Ein grau-schwarzes Abendkleid, das sich scheinbar weich um einen Frauenkörper schmiegt: in der Skulptur „Nocturne #6“ liegen zwei Glasobjekte übereinander und betonen je nach Lichteinfall den Frauenkörper oder das Gewand. Die lebensgroße Skulptur der Künstlerin Karen LaMonte aus dem Jahr 2019 ist für Kurator Dedo von Kerssenbrock-Krosigk ein Highlight der wiedereröffneten Glassammlung im Düsseldorfer Kunstpalast. Sie umfasst 1.500 Werke aus 3.300 Jahren Kunst und Kunsthandwerk mit dem Material, das „grell-bunt und durchsichtig, zerbrechlich und fest“ sein könne.
Gemeinsam mit dem Start der Sonderausstellung „Mythos Murano“ können sich Besucher ab dem 19. November einen Eindruck von der neugestalteten, hauseigenen Sammlung mit Kunst und Alltagsgegenständen aus Glas verschaffen.
Eine Perle aus dem alten Ägypten aus der Zeit um 1.300 vor Christus gilt als das älteste Objekt, das sich einreiht in die Sammlung von Vasen aus dem antiken Rom, Gläsern und Kirchenfenstern aus dem Mittelalter, Jugendstil-Gefäßen, die in Frankreich oder Deutschland um 1900 gefertigt wurden oder Objekten aus den 1960er Jahren. „Die Sammlung des Kunstpalasts gilt als die bedeutendste in Deutschland und eine der wichtigsten weltweit“, sagt Museumsdirektor Felix Krämer am Mittwoch.
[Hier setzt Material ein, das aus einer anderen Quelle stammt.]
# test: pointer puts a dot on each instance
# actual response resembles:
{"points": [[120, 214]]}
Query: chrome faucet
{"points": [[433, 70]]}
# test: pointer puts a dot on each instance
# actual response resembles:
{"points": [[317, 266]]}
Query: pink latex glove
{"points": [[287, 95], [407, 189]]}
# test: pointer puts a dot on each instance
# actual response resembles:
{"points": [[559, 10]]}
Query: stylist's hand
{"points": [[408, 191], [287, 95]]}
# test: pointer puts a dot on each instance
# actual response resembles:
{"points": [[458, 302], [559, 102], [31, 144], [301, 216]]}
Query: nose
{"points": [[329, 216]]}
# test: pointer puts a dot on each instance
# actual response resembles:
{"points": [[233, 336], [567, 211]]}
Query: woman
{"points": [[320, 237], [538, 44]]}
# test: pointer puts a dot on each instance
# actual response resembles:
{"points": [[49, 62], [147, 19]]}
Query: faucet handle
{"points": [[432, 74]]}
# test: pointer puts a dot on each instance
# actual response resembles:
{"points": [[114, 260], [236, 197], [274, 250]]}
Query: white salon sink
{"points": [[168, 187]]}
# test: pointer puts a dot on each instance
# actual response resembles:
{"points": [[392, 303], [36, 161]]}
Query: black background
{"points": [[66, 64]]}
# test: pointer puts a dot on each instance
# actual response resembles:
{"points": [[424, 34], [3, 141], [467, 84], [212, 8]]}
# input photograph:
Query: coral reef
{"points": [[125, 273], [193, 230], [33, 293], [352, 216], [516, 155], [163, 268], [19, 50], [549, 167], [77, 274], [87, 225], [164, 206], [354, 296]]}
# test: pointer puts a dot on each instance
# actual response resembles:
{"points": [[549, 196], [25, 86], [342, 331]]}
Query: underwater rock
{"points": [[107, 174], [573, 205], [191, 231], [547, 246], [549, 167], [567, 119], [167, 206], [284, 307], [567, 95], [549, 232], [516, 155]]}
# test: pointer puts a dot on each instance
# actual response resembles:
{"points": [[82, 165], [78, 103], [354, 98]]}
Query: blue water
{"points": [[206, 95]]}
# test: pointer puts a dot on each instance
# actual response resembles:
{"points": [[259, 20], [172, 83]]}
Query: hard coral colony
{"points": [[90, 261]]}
Sie ist nach Jahren der Renovierung wieder zugänglich.
Glas sei gerade in der zeitgenössischen Kunst ein beliebtes Material, erläutert Krämer. Der Bildhauer Tony Cragg, der in Wuppertal lebt, habe in allen Phasen seines Schaffens damit gearbeitet. Der Kunstpalast zeigt eine Speisekammer-Skulptur, für die Cragg Schraubgläser mit eingelegten Würstchen, Erbsen, Kartoffeln oder Kürbisstücken zu einem Turm verbunden hat. „Er hat hier im Museum daran gearbeitet und vorher in einem aufwändigen Prozess die Gläser mit Sand bearbeitet, so dass sie matt wirken“, erzählt Kerssenbrock-Krosigk. Cragg wolle damit zeigen, dass im kommerziellen Prozess viele Formen von Glasbehältnissen verloren gingen, aber eine eigene Ästhetik entfalten können, wenn sie neu zusammengestellt würden.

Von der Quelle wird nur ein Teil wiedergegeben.